Mayor Harold Washington walked out of his second City Council meeting in a week today after delivering an impassioned plea for "lowering the rhetoric" and for unity.

He said he was leaving because he felt the call for the meeting was illegal.

This set off what amounted to a rambunctious legislative filibuster by the council's pro-Washington minority. Washington's opponents, led by Alderman Edward R. Vrdolyak, angrily complained that majority rule was being ignored.

"This is not communist China. This is not Russia. This is not Poland," a red-faced Vrdolyak yelled.

"Is this the way to bring the city together? Is this the way you want to organize the council?" he continued. "You're afraid of the truth. And the truth in America is that 29 votes are more than 21 votes."

Vrdolyak's forces control 29 of the council's 50 votes, and after Washington walked out of his first council meeting last Monday the majority reorganized the council, placing black members in control of only three of 29 committees.

The meeting today was specially called to approve the minutes of the Monday session. The Vrdolyak forces apparently were unprepared for the fight pro-Washington forces put up.

Washington appeared in the packed council chambers for only about five minutes, then left after shaking hands with each council member.

"This is not a law school exercise, to see which side can raise the most objections," he said. "There is no valid purpose to fanning the flames of disunity and dissension."

Washington supporters then tied up the council in a parliamentary knot for two hours. At one point two aldermen were restrained from getting into a fist fight; at another, a black alderman called a white colleague anti-Semitic for wanting to hold the meeting on the Jewish sabbath.
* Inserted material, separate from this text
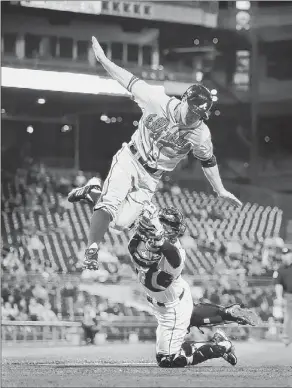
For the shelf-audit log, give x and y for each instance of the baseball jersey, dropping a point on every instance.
(159, 138)
(160, 280)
The fury ended only when Washington suporters left, declaring that the session was over because neither they nor their opponents could muster a two-thirds majority. Vrdolyak's forces, maintaining that only a simple majority was needed, then approved the minutes of the Monday meeting.

After the session, a smiling Vrdolyak claimed victory, saying, "We feel we have everything resolved." Another council meeting is scheduled for next Wednesday.

Late Friday Washington went to court to try to bar consideration of the disputed minutes. But Judge Joseph M. Wosik refused to intervene, saying courts "are too often used as scapegoats" in arguments between branches of government.

Washington, inaugurated only a week ago, has had the briefest of political honeymoons.

Machine politicians have recast themselves as reformers. They have taken to quoting Thomas Jefferson and complaining about abuses of power. They have printed up "New Guard" buttons, drafted ordinances opening city records and contract bidding to the public and proclaimed their independence from the mayor.

The showdown chiefly has been black against white.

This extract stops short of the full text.